Frances Vinell Jackson (Dist. 45)

"Toss-Up." FlipNC.org says it now leans "slightly Democratic." Trump took only 49.93% of the vote there.

"A Fayetteville native, long-time public servant, and local magistrate." "A longtime Hope Mills resident, government planner, and professor at Fayetteville Technical Community College. Her key priorities include increasing teacher pay, assuring water safety in the Gray’s Creek area, and protecting women’s reproductive rights."

She's matched up against incumbent Republican John Szoka.




Emily Bunch Nicholson (Dist. 1)

"Lean Republican." Trump took the district with 52.09% of the vote.

"A native of Edenton and a mother of three young children. Nicholson is a former high school and community college educator who has served 10 counties of northeastern North Carolina for the past five years as the assistant director for the Northeastern Workforce Development Board. She is committed to growing the economy, ensuring that rural residents have access to the health care they need, and improving public schools."

"Black voters make up the vast majority of left-leaning voters in NC-H1, in eastern North Carolina, and the pool of untapped voters – registered voters who did not vote in 2018 – leans Democratic by almost 30 points. In recent elections, Democrats have lost this district, and underperformed in others like it across the state, as rural Black voters stayed home. Winning this district will depend on whether candidates – both locally and at the top of the ticket – can connect with and turn out the majority-Black Democratic base."

Nicholson has a Twitter account, a Facebook group, and a website. 

Incumbent Ed Goodwin, former state ferry director and Chowan County Commissioner, "will have an uphill climb to hold onto his seat in 2020" (REALFACTSNC).


Brian Farkas (Dist. 9)

"Toss Up." Trump actually lost this same real estate in 2016, 48.24% to Clinton's 48.77%.


"A Pitt County native who works at a local architecture firm." "He’s also worked for the National Institute of Environmental Health Sciences, where he specialized in emergency management measures." "He has a long record of public service and is a vocal proponent for independent redistricting reform."

"With the elimination of the extreme Republican gerrymander in Pitt County, a strong Democratic candidate is favored to win NC-H9 in Greenville. The district leans about 10 points further left than it did in 2018."

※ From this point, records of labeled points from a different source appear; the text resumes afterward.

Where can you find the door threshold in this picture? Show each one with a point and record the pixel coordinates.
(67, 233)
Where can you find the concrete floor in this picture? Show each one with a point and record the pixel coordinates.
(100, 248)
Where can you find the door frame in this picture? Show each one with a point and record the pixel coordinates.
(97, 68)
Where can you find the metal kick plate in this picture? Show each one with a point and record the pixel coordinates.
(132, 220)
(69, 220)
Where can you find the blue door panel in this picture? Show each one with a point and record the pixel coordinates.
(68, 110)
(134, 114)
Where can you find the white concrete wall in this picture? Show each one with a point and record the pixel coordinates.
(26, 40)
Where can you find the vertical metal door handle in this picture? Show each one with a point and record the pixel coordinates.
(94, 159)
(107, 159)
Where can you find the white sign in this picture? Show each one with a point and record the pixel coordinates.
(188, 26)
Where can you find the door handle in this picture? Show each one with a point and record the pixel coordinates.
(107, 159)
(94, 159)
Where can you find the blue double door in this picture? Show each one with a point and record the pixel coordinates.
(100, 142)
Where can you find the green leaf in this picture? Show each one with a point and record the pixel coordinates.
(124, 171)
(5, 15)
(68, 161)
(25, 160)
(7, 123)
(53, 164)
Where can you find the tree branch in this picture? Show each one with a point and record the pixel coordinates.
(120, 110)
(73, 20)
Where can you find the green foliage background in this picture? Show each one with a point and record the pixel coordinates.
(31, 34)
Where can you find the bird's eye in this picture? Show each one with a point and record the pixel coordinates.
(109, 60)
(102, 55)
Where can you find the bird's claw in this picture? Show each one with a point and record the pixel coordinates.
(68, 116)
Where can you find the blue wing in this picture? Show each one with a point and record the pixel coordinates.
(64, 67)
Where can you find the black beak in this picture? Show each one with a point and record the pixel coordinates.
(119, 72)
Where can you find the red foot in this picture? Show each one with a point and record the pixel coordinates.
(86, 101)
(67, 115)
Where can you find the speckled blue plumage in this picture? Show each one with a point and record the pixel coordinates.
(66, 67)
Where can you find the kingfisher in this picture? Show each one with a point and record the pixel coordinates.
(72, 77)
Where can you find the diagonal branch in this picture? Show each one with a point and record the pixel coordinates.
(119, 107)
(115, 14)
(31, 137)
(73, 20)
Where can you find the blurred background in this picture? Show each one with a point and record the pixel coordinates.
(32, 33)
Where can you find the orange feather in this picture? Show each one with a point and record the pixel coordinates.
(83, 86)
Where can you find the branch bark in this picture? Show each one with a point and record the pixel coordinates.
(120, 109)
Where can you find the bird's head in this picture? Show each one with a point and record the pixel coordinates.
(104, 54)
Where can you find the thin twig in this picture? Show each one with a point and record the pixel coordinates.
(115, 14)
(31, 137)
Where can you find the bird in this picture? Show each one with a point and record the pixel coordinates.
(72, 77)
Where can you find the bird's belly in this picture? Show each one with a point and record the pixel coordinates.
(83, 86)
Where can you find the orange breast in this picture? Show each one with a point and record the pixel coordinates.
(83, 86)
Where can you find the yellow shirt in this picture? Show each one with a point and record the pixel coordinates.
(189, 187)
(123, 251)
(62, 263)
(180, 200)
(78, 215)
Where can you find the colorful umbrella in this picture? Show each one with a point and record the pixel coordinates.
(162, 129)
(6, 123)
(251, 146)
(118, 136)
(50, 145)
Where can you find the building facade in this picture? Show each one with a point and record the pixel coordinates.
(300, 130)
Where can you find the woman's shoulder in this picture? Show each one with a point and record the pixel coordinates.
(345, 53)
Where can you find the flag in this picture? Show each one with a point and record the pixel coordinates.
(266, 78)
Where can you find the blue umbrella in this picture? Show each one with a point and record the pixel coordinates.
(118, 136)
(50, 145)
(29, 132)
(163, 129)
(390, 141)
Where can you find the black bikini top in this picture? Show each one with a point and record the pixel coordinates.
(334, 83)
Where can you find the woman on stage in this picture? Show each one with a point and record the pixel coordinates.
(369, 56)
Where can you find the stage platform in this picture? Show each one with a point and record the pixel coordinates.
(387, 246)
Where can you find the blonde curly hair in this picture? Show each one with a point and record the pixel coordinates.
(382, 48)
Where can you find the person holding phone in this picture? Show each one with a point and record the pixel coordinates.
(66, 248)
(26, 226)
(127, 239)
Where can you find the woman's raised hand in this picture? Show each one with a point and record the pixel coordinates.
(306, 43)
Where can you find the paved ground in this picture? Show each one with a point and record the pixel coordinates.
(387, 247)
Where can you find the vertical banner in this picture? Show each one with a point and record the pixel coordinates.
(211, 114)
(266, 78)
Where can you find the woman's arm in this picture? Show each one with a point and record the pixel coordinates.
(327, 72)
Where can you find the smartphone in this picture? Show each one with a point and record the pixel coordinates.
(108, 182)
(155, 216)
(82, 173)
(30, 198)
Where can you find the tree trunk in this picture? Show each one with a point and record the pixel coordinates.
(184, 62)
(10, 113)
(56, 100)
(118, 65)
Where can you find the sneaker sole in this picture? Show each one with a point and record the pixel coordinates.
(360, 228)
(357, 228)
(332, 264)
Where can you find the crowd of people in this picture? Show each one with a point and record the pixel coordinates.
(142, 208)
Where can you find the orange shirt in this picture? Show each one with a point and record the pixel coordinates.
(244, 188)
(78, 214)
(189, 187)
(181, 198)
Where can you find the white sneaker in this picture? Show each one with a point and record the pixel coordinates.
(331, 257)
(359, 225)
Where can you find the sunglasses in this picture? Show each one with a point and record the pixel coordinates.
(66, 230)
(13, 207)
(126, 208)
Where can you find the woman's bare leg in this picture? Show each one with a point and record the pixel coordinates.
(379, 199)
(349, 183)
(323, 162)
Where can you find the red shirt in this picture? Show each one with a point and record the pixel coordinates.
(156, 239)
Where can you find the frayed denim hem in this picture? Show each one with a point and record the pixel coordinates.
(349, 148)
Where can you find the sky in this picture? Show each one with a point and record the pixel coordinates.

Farkas has a slim resume, is quite young-looking, but he's been making a real campaign of it.

His Republican opponent, Dr. Perrin Jones, was only appointed to the seat just last September, has virtually no political experience, and looks pretty young himself.





Kimberly Hardy (Dist. 43)

"Toss Up." Trump squeaked by with only 49.82% of the vote here.

WataugaWatch discovered Hardy back before the primary, when she was the only candidate in North Carolina to knock off a long-time Democratic incumbent.

She's endorsed by Lillian's List, and she has the full panoply of campaign tools including a Twitter account, Facebook, and a website.

"A 48-year-old Gen-X-er born in 1972. She trained as a social worker -- holds a doctorate in it from Morgan State University in Baltimore -- and is currently an assistant professor of social work at Fayetteville State University .... Hardy has written and presented extensively in the area of religion, spirituality, and social work and currently serves as the Board Secretary for the North American Association of Christians in Social Work (NACSW)." (WataugaWatch)

Hardy is up against Republican Diane Wheatley, a former (and long-time) Board of Education member and member of the Cumberland County Commission (including serving as its chair).